Emmanuelle Charpentier is group leader at MIMS and guest professor at Umeå Centre for Microbial Research at Umeå University.
She and the other laureate Jennifer Doudna, from the University of California, Berkeley, are recognized for their work demonstrating that Cas9 – an enzyme specialized for cutting DNA – can be programmed with single RNA molecules, creating a simple and versatile system for genome targeting and editing. CRISPR-Cas9 is based on a defense system that bacteria use to protect themselves from viruses and was co-discovered by Charpentier during her time at MIMS in collaboration with the group of Jennifer Doudna.

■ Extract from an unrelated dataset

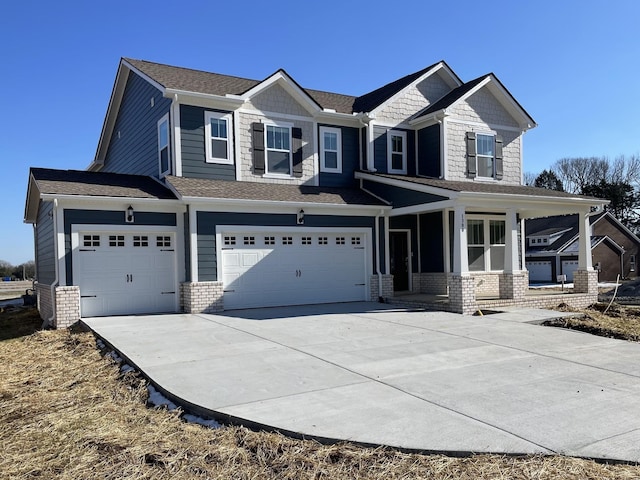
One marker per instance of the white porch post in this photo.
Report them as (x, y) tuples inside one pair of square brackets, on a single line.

According to Umeå University, the technique resulting from their findings allows researchers to target and cut DNA with great precision and therefore improves the speed, efficiency and flexibility of genome editing. This new understanding enables researchers to rapidly model human disease alleles in the laboratory, speeding the search for new drug leads and opening new doors for the treatment of human genetic disorders.
“I feel extremely honoured by this award and am very pleased to join the list of exceptional winners,” said Charpentier in a statement.
The award is presented by the biotechnology and healthcare company Johnson & Johnson and is endowed with prize money of USD 100,000. The Dr. Paul Janssen Award for Biomedical Research was created by Johnson & Johnson to honour the legacy of scientist Dr. Paul Janssen.